Risque 4: Huawei et la sécurité nationale
La société chinoise Huawei, un fabricant d’appareils de télécommunication et d’électronique grand public, ainsi qu’un précurseur du déploiement de la 5G, s’est récemment retrouvée sous le feu des critiques à cause du risque présumé qu’elle pose à la sécurité nationale par le biais du cyberespionnage.
De nombreux gouvernements ont exprimé leur inquiétude quant au fait que la loi nationale chinoise sur les renseignements, encourageant les entreprises à «soutenir, coopérer et collaborer avec les renseignements nationaux», permette au gouvernement chinois d’accéder aux données sensibles transmises via 5G si Huawei s’implique massivement dans la mise à disposition de réseaux 5G dans d’autres pays.
Pire encore, Huawei pourrait faciliter le risque de cyberattaques. Ces préoccupations ont conduit les Etats-Unis et l’Australie à interdire à Huawei de fournir des équipements pour leurs réseaux 5G, et d’autres pays réfléchissent actuellement à leurs relations avec l’entreprise.

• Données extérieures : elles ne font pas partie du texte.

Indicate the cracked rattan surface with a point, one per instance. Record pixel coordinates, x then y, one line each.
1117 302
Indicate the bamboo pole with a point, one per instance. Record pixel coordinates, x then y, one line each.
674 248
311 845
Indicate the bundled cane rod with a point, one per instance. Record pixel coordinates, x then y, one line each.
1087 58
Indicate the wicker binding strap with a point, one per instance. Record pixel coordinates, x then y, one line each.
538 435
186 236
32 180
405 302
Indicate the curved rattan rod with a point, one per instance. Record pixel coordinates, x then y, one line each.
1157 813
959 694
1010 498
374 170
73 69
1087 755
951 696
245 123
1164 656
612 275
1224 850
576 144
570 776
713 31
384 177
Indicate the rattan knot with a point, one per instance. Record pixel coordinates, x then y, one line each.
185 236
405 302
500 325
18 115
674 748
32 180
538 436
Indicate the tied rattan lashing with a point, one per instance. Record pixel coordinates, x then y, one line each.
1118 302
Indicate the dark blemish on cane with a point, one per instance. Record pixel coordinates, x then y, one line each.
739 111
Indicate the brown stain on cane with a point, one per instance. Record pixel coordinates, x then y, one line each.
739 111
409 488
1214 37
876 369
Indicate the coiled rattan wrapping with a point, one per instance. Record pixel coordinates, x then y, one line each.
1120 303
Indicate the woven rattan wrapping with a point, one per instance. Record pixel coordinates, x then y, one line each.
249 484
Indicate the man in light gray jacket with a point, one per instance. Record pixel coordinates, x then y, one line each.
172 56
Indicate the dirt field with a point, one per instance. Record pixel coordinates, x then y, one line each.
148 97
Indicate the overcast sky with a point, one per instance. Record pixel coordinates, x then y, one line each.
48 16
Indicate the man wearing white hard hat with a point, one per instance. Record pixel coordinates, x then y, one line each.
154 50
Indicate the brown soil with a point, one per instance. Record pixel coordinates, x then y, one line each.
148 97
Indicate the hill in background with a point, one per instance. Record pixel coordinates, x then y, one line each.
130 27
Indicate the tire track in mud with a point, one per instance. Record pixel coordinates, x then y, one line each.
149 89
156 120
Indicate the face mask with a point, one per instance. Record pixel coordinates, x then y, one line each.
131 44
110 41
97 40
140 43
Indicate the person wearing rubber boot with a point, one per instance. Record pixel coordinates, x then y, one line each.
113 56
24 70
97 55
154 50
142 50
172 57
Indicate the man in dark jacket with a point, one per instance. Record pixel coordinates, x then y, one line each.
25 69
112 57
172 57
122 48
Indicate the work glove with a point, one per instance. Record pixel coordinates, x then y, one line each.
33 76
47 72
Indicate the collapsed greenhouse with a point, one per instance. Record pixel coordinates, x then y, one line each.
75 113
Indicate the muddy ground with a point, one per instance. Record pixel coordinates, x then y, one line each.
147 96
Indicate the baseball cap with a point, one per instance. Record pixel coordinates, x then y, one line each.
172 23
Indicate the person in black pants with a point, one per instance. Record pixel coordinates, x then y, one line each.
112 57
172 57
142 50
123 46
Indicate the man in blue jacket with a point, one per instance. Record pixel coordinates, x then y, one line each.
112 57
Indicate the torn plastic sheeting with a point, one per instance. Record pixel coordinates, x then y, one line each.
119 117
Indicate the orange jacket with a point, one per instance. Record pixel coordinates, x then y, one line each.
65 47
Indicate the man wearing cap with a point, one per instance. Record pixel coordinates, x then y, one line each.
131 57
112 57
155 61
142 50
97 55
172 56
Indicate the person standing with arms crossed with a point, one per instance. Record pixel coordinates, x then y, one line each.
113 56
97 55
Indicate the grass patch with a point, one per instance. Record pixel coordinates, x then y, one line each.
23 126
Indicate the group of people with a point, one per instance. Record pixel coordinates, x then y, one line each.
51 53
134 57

Toutefois, il n’existe pour l’instant aucune preuve que Huawei espionne au nom de son gouvernement et la société réfute avec véhémence toute implication dans du cyberespionnage. Huawei étant souvent l’option la moins chère et l’acteur capable d’aider à accélérer le déploiement de la 5G plus vite que tout autre concurrent, des pays comme le Royaume-Uni continue à faire confiance à l’équipement Huawei pour construire leur réseau 5G. Même si le Royaume-Uni a interdit à Huawei de fournir des parties centrales du nouveau réseau, les accusations d’espionnage ne sont pas suffisamment fondées pour justifier une interdiction absolue. Point culminant des risques précédemment cités par rapport au déploiement de la 5G, le meilleur moyen de répondre aux inquiétudes entourant Huawei est de veiller à ce que le cœur de l’architecture réseau reste sécurisé: un défi face auquel des pays comme le Royaume-Uni se sentent parfaitement équipés.
Vue d’ensemble
Nous assistons à la naissance de la plus grande innovation dans notre paysage technologique depuis l’introduction de l’IoT. Le réseau 5G fera avancer des technologies essentielles et entraînera la création de nouvelles applications dans les domaines de la conduite automatisée, de la technologie médicale et bien d’autres encore. Son importance et sa très large portée dans chaque aspect de notre quotidien ne sont pas surévaluées. Par conséquent, sa sécurité est une question essentielle devant être traitée le plus tôt possible. Soulevant des inquiétudes dans de nombreux domaines, cette phase de développement est primordiale pour déterminer les menaces et trouver des solutions sécurisées.
Bien que pour le moment l’avenir puisse paraître sombre, le monde connecté dans lequel nous vivons offre également la meilleure façon de répondre aux problèmes de sécurité. L’engouement envers le réseau 5G est le meilleur facteur pour garantir que différents gouvernements, fournisseurs de télécommunications et architectes réseau coopèrent afin d’adapter le nouveau réseau au futur qui l’attend. Chacun ajoute sa pierre à l’édifice et bientôt, nous pourrons tous récolter les fruits d’un réseau 5G sécurisé.